Friday, March 13, 2009

Gary Sullivan- Poetry & Comics living together!

Opening Reception & Reading —Sunday, March 15, 2pm $8/$7/$6m

The exhibition runs from January 30 to April 19

In his comics, as in his poetry, Gary Sullivan has focused on material that other artists avoid or relegate to the sidelines. The 24-page travel comic "The Japanese Notebook" juxtaposes images culled from urban spaces in Tokyo, Kyoto and Takayama with language seen in those cities on T-shirts, handbags, notebooks and signage. In another 24-pager, he winds Nada Gordon's poem "Coney Island Avenue" (a rewrite of Frank O'Hara's "Second Avenue") through signage created by and for the people living and working along one of Brooklyn's longest north-south streets in a celebration of urban, immigrant America.

This exhibition includes original art from the first three issues of Sullivan's comic book series, Elsewhere, as well as collaborations with contemporary poets including Brandon Downing, Juliana Spahr, and Brian Kim Stefans. The exhibit will also include original art from comics biographies of Cleveland poet d.a. levy and New York performance artist Jack Smith, never-before seen ASCII poems, and original drawings and cover art for a variety of books and magazines.
Gary Sullivan began serializing his first comic strip, "Reverend Gary's Church of Fun," in the SF Weekly in the late 1980s. After a 10-year hiatus, he began "The New Life," which has been serialized in Rain Taxi Review of Books since 1997. He has published three issues of Elsewhere (the fourth issue is due out soon), and maintains a blog at garysullivan.blogspot.com.

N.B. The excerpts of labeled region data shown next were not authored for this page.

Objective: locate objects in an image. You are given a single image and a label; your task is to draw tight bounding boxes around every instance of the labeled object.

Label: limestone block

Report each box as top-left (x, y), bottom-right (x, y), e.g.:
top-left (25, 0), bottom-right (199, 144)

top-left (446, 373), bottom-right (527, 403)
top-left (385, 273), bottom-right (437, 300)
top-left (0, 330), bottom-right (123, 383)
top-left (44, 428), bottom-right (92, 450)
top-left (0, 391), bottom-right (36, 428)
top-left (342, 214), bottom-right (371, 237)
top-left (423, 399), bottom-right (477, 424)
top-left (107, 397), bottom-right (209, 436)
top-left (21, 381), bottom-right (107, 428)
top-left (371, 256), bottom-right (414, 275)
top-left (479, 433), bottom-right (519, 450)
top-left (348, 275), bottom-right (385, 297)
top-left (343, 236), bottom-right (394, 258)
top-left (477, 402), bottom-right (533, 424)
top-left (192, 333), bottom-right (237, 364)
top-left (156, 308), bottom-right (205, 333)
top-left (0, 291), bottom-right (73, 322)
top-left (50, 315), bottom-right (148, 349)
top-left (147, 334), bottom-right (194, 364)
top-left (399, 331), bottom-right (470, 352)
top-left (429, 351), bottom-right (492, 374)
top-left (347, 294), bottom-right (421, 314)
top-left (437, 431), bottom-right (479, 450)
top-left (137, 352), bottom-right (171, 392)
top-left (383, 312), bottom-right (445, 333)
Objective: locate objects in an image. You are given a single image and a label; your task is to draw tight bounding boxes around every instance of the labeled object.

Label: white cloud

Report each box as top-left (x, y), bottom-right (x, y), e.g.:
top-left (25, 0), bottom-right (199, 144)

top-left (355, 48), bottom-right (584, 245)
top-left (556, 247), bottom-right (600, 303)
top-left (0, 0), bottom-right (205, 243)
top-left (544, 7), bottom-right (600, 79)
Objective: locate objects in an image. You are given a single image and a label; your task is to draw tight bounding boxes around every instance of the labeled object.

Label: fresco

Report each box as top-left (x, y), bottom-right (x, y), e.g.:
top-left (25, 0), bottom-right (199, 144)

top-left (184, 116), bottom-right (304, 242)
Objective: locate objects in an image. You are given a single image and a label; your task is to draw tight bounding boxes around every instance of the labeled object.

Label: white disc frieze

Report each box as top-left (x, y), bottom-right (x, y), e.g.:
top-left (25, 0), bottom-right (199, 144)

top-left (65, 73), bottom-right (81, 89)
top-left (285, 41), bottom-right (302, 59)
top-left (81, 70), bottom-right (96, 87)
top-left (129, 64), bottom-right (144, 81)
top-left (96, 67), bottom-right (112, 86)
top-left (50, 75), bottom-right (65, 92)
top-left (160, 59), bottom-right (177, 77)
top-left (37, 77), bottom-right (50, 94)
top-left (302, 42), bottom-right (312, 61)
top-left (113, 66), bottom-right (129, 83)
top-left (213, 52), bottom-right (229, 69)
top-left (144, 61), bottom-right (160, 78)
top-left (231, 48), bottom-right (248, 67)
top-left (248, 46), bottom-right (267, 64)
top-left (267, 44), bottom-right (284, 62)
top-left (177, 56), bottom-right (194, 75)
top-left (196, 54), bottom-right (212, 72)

Sullivan's non-comics work includes: Dead Man (Meow Press, 1996); Swoon, with Nada Gordon (Granary Books, 2001); How to Proceed in the Arts (Faux Press, 2001); and PPL in a Depot (Roof, 2008). Other work has appeared in the anthologies Telling it Slant: Avant Garde Poetics of the 1990s; Nineteen Lines: A Drawing Center Writing Anthology; and The Consequence Of Innovation: 21st Century Poetics. He lives in Brooklyn with his wife, the poet Nada Gordon.